Istri menyetujui usul ini dan merencanakan sekalian bervakansi bersama keluarga di Istana Negara untuk memberi makan rusa dan jalan santai di Kebun Raya bersama anak tercinta. Lokasinya yang berada di tengah kota dan harga tiket yang terjangkau oleh semua kalangan menjadi alasan utama. Istri juga ingin mengajak si kecil untuk lebih mengenal berbagai macam binatang di Museum Zoologi karena sebelumnya hanya mengenal kucing, ikan, ayam, dan cicak yang sering dijumpai di sekeliling rumah. Si kecil yang baru bisa berjalan pastinya sangat senang menyusuri jalanan di Kebun Raya dengan sesekali bermain di padang rumputnya sekaligus belajar mengenal satwa di museumnya. Namun liburan yang sudah disusun matang-matang nampaknya tidak bisa berjalan sesuai rencana. Dengan kondisi istri yang tengah hamil muda anak kedua dan anak pertama yang masih balita, banyak rencana yang meleset.

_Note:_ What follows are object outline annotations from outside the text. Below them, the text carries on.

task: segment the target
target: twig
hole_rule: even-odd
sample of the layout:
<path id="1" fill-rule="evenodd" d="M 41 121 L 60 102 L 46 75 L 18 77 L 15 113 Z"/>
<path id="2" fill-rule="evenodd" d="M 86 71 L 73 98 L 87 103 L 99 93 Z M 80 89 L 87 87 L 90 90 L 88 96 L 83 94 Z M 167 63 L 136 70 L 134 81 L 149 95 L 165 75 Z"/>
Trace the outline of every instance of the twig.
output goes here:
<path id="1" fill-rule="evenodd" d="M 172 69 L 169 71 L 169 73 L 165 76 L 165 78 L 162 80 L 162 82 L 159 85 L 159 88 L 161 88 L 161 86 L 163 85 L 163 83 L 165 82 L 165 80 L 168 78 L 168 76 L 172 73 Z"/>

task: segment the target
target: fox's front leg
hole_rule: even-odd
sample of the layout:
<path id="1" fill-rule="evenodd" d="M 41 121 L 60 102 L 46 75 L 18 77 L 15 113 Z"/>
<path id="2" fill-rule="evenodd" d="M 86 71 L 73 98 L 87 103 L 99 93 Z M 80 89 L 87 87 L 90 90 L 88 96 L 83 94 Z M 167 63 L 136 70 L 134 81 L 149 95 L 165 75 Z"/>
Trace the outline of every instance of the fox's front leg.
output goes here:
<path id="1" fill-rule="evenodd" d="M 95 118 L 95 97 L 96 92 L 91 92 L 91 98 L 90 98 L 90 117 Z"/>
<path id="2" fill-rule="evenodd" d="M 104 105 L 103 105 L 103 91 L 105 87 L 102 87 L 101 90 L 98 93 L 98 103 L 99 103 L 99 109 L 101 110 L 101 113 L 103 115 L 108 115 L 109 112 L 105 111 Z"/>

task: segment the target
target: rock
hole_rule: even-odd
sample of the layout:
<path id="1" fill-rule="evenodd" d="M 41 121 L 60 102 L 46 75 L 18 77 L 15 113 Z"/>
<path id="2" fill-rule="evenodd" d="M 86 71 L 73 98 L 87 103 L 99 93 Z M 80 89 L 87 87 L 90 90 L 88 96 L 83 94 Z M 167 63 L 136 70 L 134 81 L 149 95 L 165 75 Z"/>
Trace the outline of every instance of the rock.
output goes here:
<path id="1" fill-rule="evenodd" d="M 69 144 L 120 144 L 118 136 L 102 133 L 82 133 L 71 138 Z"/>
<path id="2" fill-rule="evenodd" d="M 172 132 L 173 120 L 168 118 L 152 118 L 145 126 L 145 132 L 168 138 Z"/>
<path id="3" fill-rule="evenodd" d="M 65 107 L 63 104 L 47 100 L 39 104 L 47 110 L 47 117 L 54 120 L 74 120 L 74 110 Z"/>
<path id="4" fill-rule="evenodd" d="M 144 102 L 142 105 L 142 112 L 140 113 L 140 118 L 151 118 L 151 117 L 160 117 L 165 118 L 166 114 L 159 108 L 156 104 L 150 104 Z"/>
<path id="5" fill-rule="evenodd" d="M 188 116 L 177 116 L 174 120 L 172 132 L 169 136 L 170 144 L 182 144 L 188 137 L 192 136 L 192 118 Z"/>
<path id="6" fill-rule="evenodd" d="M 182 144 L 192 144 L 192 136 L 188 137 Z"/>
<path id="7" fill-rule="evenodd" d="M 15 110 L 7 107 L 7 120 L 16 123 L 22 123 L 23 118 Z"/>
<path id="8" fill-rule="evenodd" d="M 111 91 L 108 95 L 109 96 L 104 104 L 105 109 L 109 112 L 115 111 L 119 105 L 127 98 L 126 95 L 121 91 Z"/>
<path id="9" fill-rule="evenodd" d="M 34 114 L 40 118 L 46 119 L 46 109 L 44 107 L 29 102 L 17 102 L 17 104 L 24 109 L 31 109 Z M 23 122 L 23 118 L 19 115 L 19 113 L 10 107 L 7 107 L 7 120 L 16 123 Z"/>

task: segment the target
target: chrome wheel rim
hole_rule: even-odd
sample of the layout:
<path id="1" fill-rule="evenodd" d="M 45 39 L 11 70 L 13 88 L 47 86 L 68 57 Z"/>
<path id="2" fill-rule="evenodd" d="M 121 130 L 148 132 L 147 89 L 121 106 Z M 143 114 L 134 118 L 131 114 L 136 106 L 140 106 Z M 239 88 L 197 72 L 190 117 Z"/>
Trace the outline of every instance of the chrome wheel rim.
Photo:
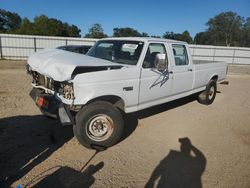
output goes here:
<path id="1" fill-rule="evenodd" d="M 214 96 L 215 88 L 214 86 L 211 86 L 208 92 L 208 99 L 211 100 Z"/>
<path id="2" fill-rule="evenodd" d="M 105 114 L 95 115 L 87 122 L 87 136 L 94 141 L 100 142 L 108 139 L 113 131 L 113 120 Z"/>

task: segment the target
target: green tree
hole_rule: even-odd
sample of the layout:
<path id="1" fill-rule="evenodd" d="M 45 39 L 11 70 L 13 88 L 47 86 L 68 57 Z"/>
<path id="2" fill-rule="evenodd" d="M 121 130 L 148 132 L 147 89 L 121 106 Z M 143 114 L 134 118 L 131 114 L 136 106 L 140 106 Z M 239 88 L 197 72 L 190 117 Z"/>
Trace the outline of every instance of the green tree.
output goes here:
<path id="1" fill-rule="evenodd" d="M 223 12 L 207 22 L 210 40 L 215 45 L 236 45 L 240 39 L 243 18 L 234 12 Z"/>
<path id="2" fill-rule="evenodd" d="M 162 36 L 165 39 L 173 39 L 173 40 L 180 40 L 186 41 L 187 43 L 193 43 L 193 39 L 190 36 L 188 31 L 184 31 L 183 33 L 174 33 L 174 32 L 165 32 Z"/>
<path id="3" fill-rule="evenodd" d="M 113 29 L 113 37 L 142 37 L 142 34 L 130 27 L 116 27 Z"/>
<path id="4" fill-rule="evenodd" d="M 30 22 L 28 18 L 24 18 L 22 20 L 21 26 L 17 30 L 18 34 L 23 34 L 23 35 L 32 35 L 34 34 L 33 31 L 33 24 Z"/>
<path id="5" fill-rule="evenodd" d="M 95 23 L 89 28 L 89 32 L 85 35 L 86 38 L 105 38 L 107 35 L 104 33 L 102 25 Z"/>
<path id="6" fill-rule="evenodd" d="M 0 32 L 14 33 L 21 25 L 22 19 L 17 13 L 0 9 Z"/>
<path id="7" fill-rule="evenodd" d="M 37 16 L 33 23 L 33 34 L 45 36 L 80 37 L 81 30 L 75 25 L 63 23 L 45 15 Z"/>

Pagi harinya mobil pinjaman yang disewa harian sudah tersedia. Dari awalnya rencana berangkat jam delapan pagi harus ditunda karena istri yang masih mengalami morning sickness. Ditambah lagi dengan si kecil yang malamnya begadang sehingga paginya agak rewel dan manja. Namun berhubung keinginan istri yang tengah ngidam untuk makan di sea food waralaba harus dilaksanakan, meskipun hari sudah beranjak siang rencana tetap dijalankan.

Untunglah dalam perjalanan si kecil berubah air mukanya menjadi lebih ceria sementara istri mulai kewalahan menghadapi polah si balita.

“Pasti nanti di Kebun Raya, Masnya seneng. Bisa lari-larian sesuka hati. Selama ini bosan di rumah terus. Nggak ada yang ngajakin jalan-jalan,” kata istri melihat si kecil yang bergerak aktif di dalam kendaraan.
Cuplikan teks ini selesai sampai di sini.